In our work, we exploit human-scene interactions to model indoor environment. As shown in Figure 1, from a person who is standing, we can roughly know where the floor plane is; from a person who is sitting, we can roughly know where the chair is. Based on these observations, we argue in this work that modelling indoor environments should fully exploit the cues provided by human-environment interaction.


Our approach extracts the spatial layout of a cluttered room and represents objects as 3-D cuboids in the environment from a depth video by exploiting information from human-environment interaction. (a) Four frames of an indoor environment depth video (the camera is stationary). (b) The modelling results.

We collect a new dataset (15 depth videos) for our experiments. Our approach achieves an average error rate of 21.34%, while the performance number of Baseline 1 (Environment modelling without human and object information) and Baseline 2 (Environment modelling using objects but without human information) are 21.34% and 29.68%, respectively.

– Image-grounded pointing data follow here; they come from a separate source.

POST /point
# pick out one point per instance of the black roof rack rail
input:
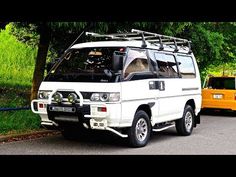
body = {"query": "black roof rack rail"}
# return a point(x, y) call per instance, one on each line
point(153, 38)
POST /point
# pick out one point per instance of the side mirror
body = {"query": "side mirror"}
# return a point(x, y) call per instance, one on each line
point(117, 61)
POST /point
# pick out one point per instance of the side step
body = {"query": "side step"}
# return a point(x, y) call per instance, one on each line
point(158, 128)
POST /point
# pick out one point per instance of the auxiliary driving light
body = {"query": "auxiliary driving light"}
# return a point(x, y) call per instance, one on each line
point(57, 97)
point(72, 98)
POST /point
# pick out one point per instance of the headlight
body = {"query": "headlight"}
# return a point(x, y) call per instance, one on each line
point(58, 97)
point(105, 97)
point(43, 94)
point(72, 98)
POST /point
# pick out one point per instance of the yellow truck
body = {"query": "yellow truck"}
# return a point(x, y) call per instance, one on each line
point(219, 93)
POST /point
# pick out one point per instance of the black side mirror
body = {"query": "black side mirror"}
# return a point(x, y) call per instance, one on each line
point(117, 61)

Indoor Human Identification

Human identification at indoor environments is very important to build an intelligent indoor system. The goal of this research is to recognize human identify under unconstrained conditions. Ongoing work includes developing novel human signatures and features for indoor human identification.

There has been much work on gait recognition in the past years. Several benchmark datasets are also available for evaluation. However, to our best knowledge, all of the existing approaches (datasets) assume that people walk along a fixed direction in each video clip, which is impractical in many real world applications because people usually walk freely and the walking direction may be time-varying. In our work, we aim to identify people from uncontrolled gait, which means that people can walk freely along different directions, at different speeds, etc, in a single video sequence, as shown in Figure 2. To study this new problem, we collect a new dataset using the Microsoft Kinect depth sensor. Compared to the RGB cameras used by the existing datasets, the depth sensor can effectively preserve human appearance information, which makes gait recognition easier to be accepted by the public.


Five frames in a single unconstrained gait sequence of our dataset. From top to bottom are the original gait images, binary segmented silhouette images, and normalized and aligned silhouette images of one gait sequence, respectively.

We evaluate our approach on a newly collected dataset with 20 subjects. With one training video clip for each person, our method can achieve 87.6% rank-1 recognition rate, which is a promising performance number for such a hard problem. And the results also show our method significantly outperform several previous approaches.

Indoor Unsuccessful Activity Recognition

Intelligent rooms are useful for monitoring human behaviors for health care. We would like to know whether an activity is successfully completed or not. For example, a senior person in a nursing home tries to dress himself, but may fail at some stage (e.g., cannot raise his hands). If we have a sensor installed in the room, and this unsuccessful activity is recognized, then a nurse can be automatically alerted to help him. Recognizing unsuccessful activities is also extremely useful for helping patients with dementia, which is one of the most costly diseases. Patients with dementia tend to forget things because of deteriorated cognitive ability. As a result, they have to be fully taken care of by caregivers. If a computer system is able to recognize their unsuccessful activities, then an instructional voice reminder can be automatically played to remind (or guide) them. This will help them live independently and significantly reduce economic cost.


Three different examples when a person performs the activity in the scene: successful, unsuccessful and not performing the activity.

Interestingly, recognizing unsuccessful activities has never been studied before by computer vision researchers. We are the first to build a vision system to tackle this interesting and useful research problem. We developed a novel structural learning framework to detect unsuccessful activities. We build the first realistic dataset, which includes 12 daily living activities such as dressing, drinking, getting up, etc. We experimentally showed that our proposed algorithm achieves promising results on it (the accuracy is around 80%).